仕事などの収入で生活できる間は公的年金の受給時期を繰り下げる

仕事などの収入で生活できる間はなるべく公的年金を受け取らず、「繰下げ受給」を行いましょう。

公的年金(老齢年金)は原則として65歳から受け取れますが、受給開始時期を1ヶ月繰り下げるごとに、年金額が0.7%上乗せされます。受給開始後は上乗せされた年金額が生涯続くため、老後の収入の安定につながるでしょう。

老齢年金は、生涯受け取れることが最大のメリットであり、その役割は老後の生活を支える「保険」です。早く亡くなってしまうと受け取れる年金の総額は少なくなりますが、長生きしてお金が足りなくなるリスクをカバーする保険だと割り切って考える必要があります。

一時的にお金が不足する場合には、貯蓄や確定給付企業型年金、個人年金保険、確定拠出年金などをつなぎ資金として活用しましょう。

運用資産は運用を続けながら取り崩す

退職後、年金だけの生活になって生活費が不足する場合は、証券口座などで保有している運用資産を取り崩して補填します。

運用資産は退職後すぐに現金化せず、運用を続けながら必要な分だけ取り崩すのがポイントです。運用を続けることで、運用資産を使い切るまでの期間(資金寿命)を伸ばす効果が期待できます。

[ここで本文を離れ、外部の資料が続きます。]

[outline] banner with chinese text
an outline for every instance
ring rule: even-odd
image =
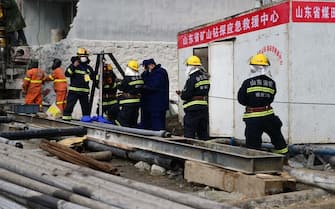
[[[293,22],[335,22],[335,2],[292,2]]]
[[[178,34],[178,48],[209,43],[289,22],[289,2]]]

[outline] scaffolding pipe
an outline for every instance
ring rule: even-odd
[[[161,155],[144,150],[125,151],[113,146],[100,144],[95,141],[88,140],[87,148],[93,151],[111,151],[115,156],[128,158],[134,161],[144,161],[149,164],[156,164],[169,170],[177,170],[182,167],[183,160]],[[113,152],[115,151],[115,153]]]
[[[284,170],[295,177],[298,182],[335,192],[335,175],[332,172],[291,168],[288,166],[285,166]]]
[[[146,130],[146,129],[116,126],[116,125],[106,124],[106,123],[92,123],[90,124],[90,126],[99,127],[99,128],[107,128],[109,130],[121,131],[121,132],[126,132],[126,133],[139,134],[143,136],[158,136],[158,137],[164,137],[164,138],[171,137],[171,133],[166,130],[152,131],[152,130]]]
[[[1,132],[0,136],[9,140],[22,140],[32,138],[48,138],[54,136],[84,136],[87,134],[86,128],[82,126],[70,128],[46,128],[25,131]]]
[[[59,199],[63,199],[66,201],[70,201],[73,203],[77,203],[82,206],[86,206],[89,208],[95,209],[110,209],[111,206],[107,204],[103,204],[101,202],[89,199],[87,197],[83,197],[72,192],[53,187],[44,183],[41,183],[36,180],[32,180],[30,178],[21,176],[19,174],[7,171],[5,169],[0,168],[0,179],[11,182],[13,184],[26,187],[37,192],[41,192],[50,196],[54,196]]]
[[[102,201],[117,208],[190,209],[190,207],[175,203],[164,197],[158,197],[140,190],[136,191],[127,187],[127,185],[117,185],[117,183],[108,182],[97,177],[66,171],[63,166],[56,166],[54,163],[47,162],[47,160],[29,159],[31,155],[23,157],[19,156],[19,153],[13,153],[7,157],[1,154],[1,157],[3,159],[0,161],[1,168],[55,187],[73,191],[79,195]]]
[[[179,204],[183,204],[183,205],[187,205],[187,206],[191,206],[194,208],[199,208],[199,209],[236,209],[236,207],[230,206],[228,204],[224,204],[224,203],[217,203],[211,200],[206,200],[204,198],[200,198],[200,197],[196,197],[194,195],[190,195],[190,194],[184,194],[184,193],[179,193],[179,192],[175,192],[175,191],[171,191],[171,190],[167,190],[164,188],[160,188],[157,186],[152,186],[152,185],[148,185],[148,184],[144,184],[144,183],[140,183],[140,182],[136,182],[133,180],[129,180],[129,179],[124,179],[122,177],[118,177],[118,176],[113,176],[113,175],[105,175],[102,172],[97,172],[94,171],[92,169],[88,169],[88,168],[84,168],[84,167],[80,167],[74,164],[70,164],[70,163],[66,163],[63,161],[59,161],[57,159],[54,158],[50,158],[50,157],[46,157],[43,155],[40,155],[38,153],[34,153],[34,152],[29,152],[29,151],[25,151],[25,152],[19,152],[18,150],[15,150],[14,148],[11,148],[9,146],[3,147],[2,149],[5,149],[5,153],[2,154],[2,156],[4,156],[4,162],[0,163],[2,164],[1,167],[4,166],[4,168],[12,170],[13,172],[19,173],[19,172],[26,172],[27,170],[23,169],[21,166],[26,167],[26,164],[31,161],[31,159],[35,159],[37,158],[39,160],[38,163],[40,167],[43,168],[48,168],[48,169],[53,169],[52,167],[54,166],[61,166],[62,169],[59,169],[59,171],[64,172],[64,173],[72,173],[72,172],[80,172],[80,173],[84,173],[85,176],[91,175],[97,178],[100,178],[101,180],[105,180],[105,181],[109,181],[109,182],[113,182],[115,184],[119,184],[119,185],[123,185],[126,186],[128,188],[132,188],[134,190],[137,191],[141,191],[141,192],[145,192],[147,194],[151,194],[154,195],[156,197],[160,197],[160,198],[164,198],[166,200],[170,200],[173,201],[175,203],[179,203]],[[8,152],[10,153],[9,156]],[[26,154],[25,154],[26,153]],[[19,165],[12,165],[12,163],[6,162],[6,160],[9,160],[11,158],[15,158],[21,156],[18,164]],[[27,157],[27,159],[25,158]],[[30,159],[30,160],[29,160]],[[51,166],[51,168],[49,168]],[[33,172],[33,171],[30,171]],[[22,175],[22,174],[21,174]],[[30,176],[28,176],[30,178]],[[41,176],[40,176],[41,177]],[[52,176],[49,176],[49,178],[52,178]],[[59,177],[57,177],[57,182],[59,183]],[[57,183],[56,182],[56,183]],[[68,187],[68,184],[61,184],[62,186],[66,186]],[[106,196],[106,192],[101,191],[102,194],[104,196]],[[91,193],[93,195],[93,193]],[[109,196],[109,195],[108,195]]]
[[[23,148],[23,144],[21,142],[11,141],[11,140],[6,139],[6,138],[1,137],[1,136],[0,136],[0,143],[12,145],[12,146],[17,147],[17,148]]]
[[[14,121],[13,116],[0,116],[0,123],[10,123]]]
[[[180,193],[180,192],[176,192],[176,191],[172,191],[172,190],[168,190],[165,188],[161,188],[158,186],[153,186],[153,185],[149,185],[149,184],[145,184],[145,183],[141,183],[141,182],[136,182],[130,179],[125,179],[119,176],[114,176],[114,175],[109,175],[109,174],[105,174],[102,172],[98,172],[89,168],[85,168],[85,167],[79,167],[77,165],[74,164],[70,164],[70,163],[64,163],[62,161],[59,161],[57,159],[53,159],[53,158],[48,158],[45,156],[40,156],[36,153],[32,153],[29,156],[36,156],[36,157],[40,157],[41,159],[45,158],[45,160],[43,160],[43,162],[46,163],[51,163],[53,165],[63,165],[68,169],[73,169],[76,171],[81,171],[83,173],[85,173],[86,175],[92,175],[95,176],[97,178],[101,178],[103,180],[106,181],[110,181],[116,184],[120,184],[120,185],[124,185],[126,187],[129,188],[133,188],[135,190],[138,191],[142,191],[142,192],[146,192],[148,194],[152,194],[155,195],[157,197],[161,197],[161,198],[165,198],[167,200],[176,202],[176,203],[180,203],[180,204],[184,204],[184,205],[188,205],[194,208],[199,208],[199,209],[238,209],[237,207],[231,206],[229,204],[225,204],[225,203],[218,203],[212,200],[207,200],[201,197],[197,197],[191,194],[186,194],[186,193]]]
[[[0,195],[0,208],[5,209],[28,209],[6,197]]]
[[[0,190],[14,196],[29,199],[32,202],[55,209],[89,209],[74,203],[66,202],[31,189],[27,189],[0,179]]]

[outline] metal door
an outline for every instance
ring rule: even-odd
[[[209,45],[209,133],[211,137],[231,137],[234,132],[234,43]]]

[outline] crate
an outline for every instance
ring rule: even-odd
[[[39,105],[37,104],[14,105],[14,112],[15,113],[27,113],[27,114],[38,113]]]

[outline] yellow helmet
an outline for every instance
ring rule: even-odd
[[[88,56],[88,52],[85,48],[78,48],[77,55],[78,56]]]
[[[113,70],[113,66],[111,64],[106,64],[106,70]]]
[[[186,60],[186,65],[200,66],[201,65],[200,58],[194,55],[190,56]]]
[[[127,66],[129,68],[131,68],[132,70],[138,71],[139,68],[139,64],[136,60],[130,60],[127,64]]]
[[[256,54],[256,55],[251,57],[250,65],[269,66],[270,62],[269,62],[268,58],[265,56],[265,54]]]

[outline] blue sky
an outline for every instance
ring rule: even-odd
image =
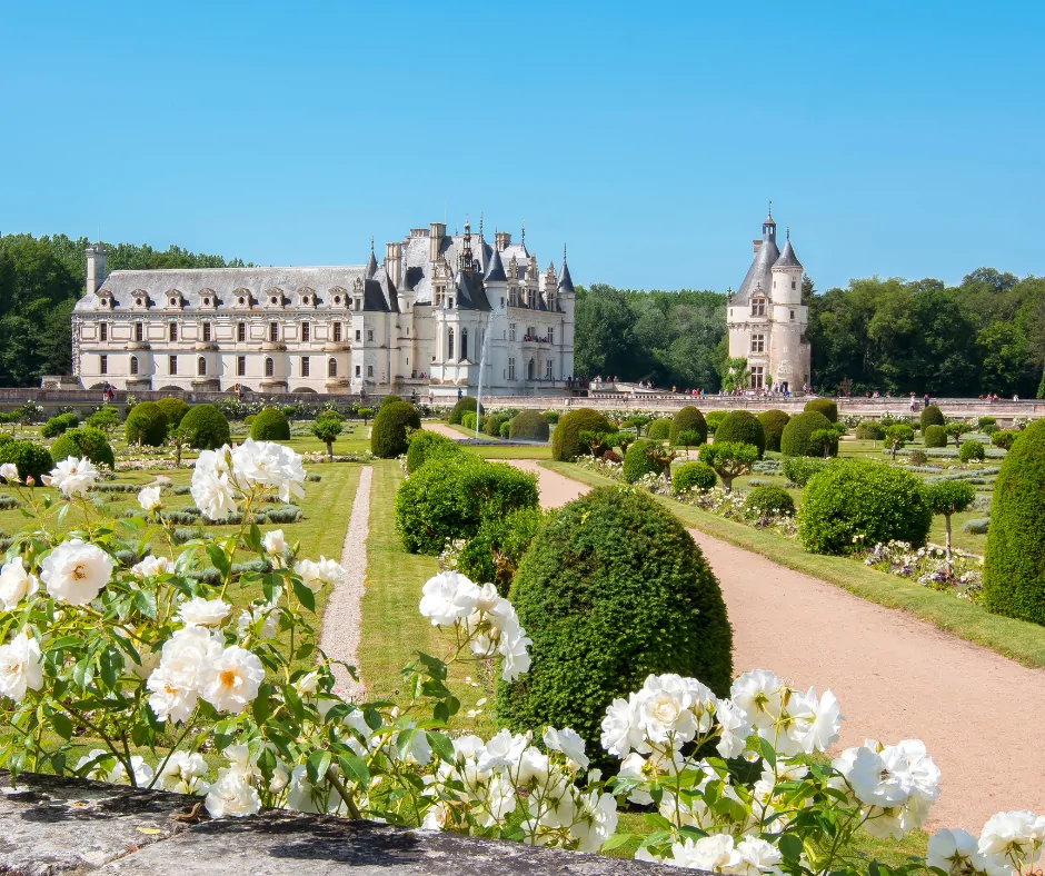
[[[1043,273],[1032,3],[10,3],[0,231],[356,263],[485,212],[575,281]],[[380,252],[379,252],[380,255]]]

例えば、1,000万円を毎月5万円ずつ取り崩す場合、全く運用しなかった場合(年利0%)には約16年8ヶ月で資金を使い切ります。しかし、年利3%で運用しながら取り崩せば、資金を使い切るまでの期間は22年11ヶ月まで延ばすことが可能です(年利1%では18年3ヶ月、年利5%では34年3ヶ月)。

【毎月5万円取り崩した場合の資産寿命】

年利運用資産1,000万円運用資産500万円
資産寿命
016年8ヶ月8年4ヶ月
118年3ヶ月8年9ヶ月
322年11ヶ月9年7ヶ月
534年3ヶ月10年9ヶ月

※利回りは一定と仮定し、税金・手数料などは考慮していません

野村アセットマネジメント「取り崩しシミュレーション」を用いて試算

一定額ずつ取り崩す「定額取り崩し」は、運用資産額に対して取り崩す金額が大きくなるほど資産の減少ペースが早く、運用による資産寿命の「延命」効果は低くなります。資産寿命を延ばすことを考える場合、一般的には、「資産の◯%」のように一定の割合で取り崩していく「定率取り崩し」のほうが有利です。

資産のうち一定額は預貯金など安全資産で保有する

資産寿命を伸ばすには運用も大切ですが、資産のうち一定額は預貯金など元本保証のある安全資産で保有しましょう。老後に資産をすべて運用に回すのはリスクが高いからです。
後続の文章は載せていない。